Participation du Secrétaire d'Etat aux Affaires étrangères D. Kourkoulas au Conseil Affaires générales

Aujourd'hui, lundi 24 septembre 2012, le Secrétaire d’Etat aux Affaires étrangères Dimitris Kourkoulas a participé aux travaux du Conseil Affaires générales qui s’est tenu à Bruxelles, où se sont poursuivies les négociations sur le nouveau cadre financier pluriannuel de l’Union européenne pour la période 2014-2020. Dans ce contexte, M. Kourkoulas a eu l’occasion de promouvoir les positions grecques, telles qu’elles se présentent en parfaite coordination avec le ministère du Développement et les autres ministères compétents.
Tout en soulignant le volet « développement » du budget européen, M. Kourkoulas a exprimé le total désaccord de la Grèce avec la conception véhiculée par certains Etats membres de l’Union européenne, selon laquelle la réduction des fonds du nouveau cadre financier pluriannuel pour la période 2014-2020 est inévitable.

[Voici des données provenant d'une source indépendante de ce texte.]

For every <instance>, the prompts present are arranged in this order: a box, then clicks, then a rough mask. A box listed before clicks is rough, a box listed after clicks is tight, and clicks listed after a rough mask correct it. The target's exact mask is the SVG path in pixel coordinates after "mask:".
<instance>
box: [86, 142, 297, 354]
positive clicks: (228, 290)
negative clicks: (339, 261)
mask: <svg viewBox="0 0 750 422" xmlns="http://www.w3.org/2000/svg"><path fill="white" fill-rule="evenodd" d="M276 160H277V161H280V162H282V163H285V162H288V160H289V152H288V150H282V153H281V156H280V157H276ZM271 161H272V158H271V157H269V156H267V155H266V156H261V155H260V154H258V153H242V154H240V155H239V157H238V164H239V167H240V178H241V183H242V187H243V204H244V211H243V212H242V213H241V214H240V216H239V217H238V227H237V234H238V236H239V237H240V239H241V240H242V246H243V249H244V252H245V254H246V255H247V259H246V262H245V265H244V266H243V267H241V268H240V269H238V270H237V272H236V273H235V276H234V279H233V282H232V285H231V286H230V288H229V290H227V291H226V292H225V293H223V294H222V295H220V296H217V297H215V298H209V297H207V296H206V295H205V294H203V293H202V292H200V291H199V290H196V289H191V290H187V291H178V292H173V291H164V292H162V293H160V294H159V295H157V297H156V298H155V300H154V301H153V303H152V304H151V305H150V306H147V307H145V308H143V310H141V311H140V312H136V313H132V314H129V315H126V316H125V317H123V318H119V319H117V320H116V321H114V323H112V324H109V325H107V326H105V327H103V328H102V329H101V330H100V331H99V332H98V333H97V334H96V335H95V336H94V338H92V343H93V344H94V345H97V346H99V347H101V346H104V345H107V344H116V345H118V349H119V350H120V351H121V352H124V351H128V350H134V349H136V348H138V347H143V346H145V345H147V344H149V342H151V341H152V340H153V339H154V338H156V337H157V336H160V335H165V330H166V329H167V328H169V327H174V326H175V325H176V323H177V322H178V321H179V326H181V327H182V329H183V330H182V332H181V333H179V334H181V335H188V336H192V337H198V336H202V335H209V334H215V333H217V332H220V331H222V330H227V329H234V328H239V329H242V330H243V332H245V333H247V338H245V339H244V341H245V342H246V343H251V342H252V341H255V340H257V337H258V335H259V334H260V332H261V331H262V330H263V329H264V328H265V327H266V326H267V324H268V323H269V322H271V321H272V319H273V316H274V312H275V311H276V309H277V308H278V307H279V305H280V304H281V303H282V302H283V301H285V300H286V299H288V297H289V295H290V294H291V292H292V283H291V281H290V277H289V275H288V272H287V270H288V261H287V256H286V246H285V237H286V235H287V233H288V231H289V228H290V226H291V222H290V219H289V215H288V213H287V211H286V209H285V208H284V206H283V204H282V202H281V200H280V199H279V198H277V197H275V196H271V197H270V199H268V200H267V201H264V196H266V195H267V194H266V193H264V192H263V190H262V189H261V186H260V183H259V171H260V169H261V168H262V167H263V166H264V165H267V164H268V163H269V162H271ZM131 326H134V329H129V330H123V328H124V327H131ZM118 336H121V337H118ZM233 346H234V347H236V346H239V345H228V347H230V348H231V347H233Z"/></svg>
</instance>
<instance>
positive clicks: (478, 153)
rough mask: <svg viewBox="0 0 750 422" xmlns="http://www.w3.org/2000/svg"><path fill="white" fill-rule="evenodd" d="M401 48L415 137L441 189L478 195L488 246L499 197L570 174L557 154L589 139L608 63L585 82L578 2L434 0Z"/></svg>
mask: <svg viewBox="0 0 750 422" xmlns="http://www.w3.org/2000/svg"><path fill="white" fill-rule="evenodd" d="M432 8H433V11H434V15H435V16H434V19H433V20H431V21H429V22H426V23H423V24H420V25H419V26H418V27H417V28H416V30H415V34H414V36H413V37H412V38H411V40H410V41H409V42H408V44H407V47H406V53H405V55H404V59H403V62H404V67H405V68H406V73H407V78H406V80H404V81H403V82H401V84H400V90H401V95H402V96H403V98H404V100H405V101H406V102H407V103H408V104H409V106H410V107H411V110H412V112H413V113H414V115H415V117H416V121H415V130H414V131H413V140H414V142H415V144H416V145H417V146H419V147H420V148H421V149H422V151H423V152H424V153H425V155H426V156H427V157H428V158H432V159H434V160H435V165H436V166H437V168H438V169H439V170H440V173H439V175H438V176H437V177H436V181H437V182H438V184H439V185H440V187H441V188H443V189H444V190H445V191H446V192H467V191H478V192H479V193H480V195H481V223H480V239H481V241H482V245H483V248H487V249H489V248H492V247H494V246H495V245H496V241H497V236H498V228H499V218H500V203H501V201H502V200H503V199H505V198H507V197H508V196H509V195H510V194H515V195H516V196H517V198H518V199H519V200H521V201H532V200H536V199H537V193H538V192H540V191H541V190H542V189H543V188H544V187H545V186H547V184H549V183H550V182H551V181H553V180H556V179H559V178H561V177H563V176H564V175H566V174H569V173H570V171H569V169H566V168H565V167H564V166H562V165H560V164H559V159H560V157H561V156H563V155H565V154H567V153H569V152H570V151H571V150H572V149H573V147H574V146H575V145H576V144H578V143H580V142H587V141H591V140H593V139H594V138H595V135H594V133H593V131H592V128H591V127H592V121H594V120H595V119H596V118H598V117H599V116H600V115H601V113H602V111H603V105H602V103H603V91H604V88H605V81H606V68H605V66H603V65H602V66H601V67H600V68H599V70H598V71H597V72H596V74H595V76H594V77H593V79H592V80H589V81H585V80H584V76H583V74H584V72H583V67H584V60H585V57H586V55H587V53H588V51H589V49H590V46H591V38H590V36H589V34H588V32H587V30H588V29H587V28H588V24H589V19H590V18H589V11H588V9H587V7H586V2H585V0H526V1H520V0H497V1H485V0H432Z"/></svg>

Il s’est par ailleurs opposé à l’éventualité d’une réduction des Fonds de cohésion, qui devront être orientés vers les régions où les besoins sont les plus importants.
Par ailleurs, il a soutenu l’effort consenti par la République de Chypre pour protéger les Etats membres contre les très fortes réductions des fonds, dont la distribution devra se faire sur la base de coefficients de prospérité nationale qui reflètent la situation réelle de chaque pays. Il a par ailleurs souligné combien il était important de maintenir au moins la proportion communautaire de cofinancement des Fonds de cohésion.
Tout en soulignant l’importance d’un financement adéquat de toutes les politiques sociales, M. Kourkoulas a indiqué que toute réduction ultérieure des fonds dans le secteur agricole serait contreproductive et a souligné l’importance de faire face aux besoins spéciaux qui résultent des flux migratoires accrus.
Pour ce qui est des revenus, le Secrétaire d’Etat a demandé à ce qu’une discussion plus systématique ait lieu et a soutenu les propositions de la Commission européenne en vue de l’établissement de nouvelles ressources propres, comme l’imposition d’une taxe européenne sur les transactions financières et le renforcement du budget européen à travers la Taxe sur la valeur ajoutée.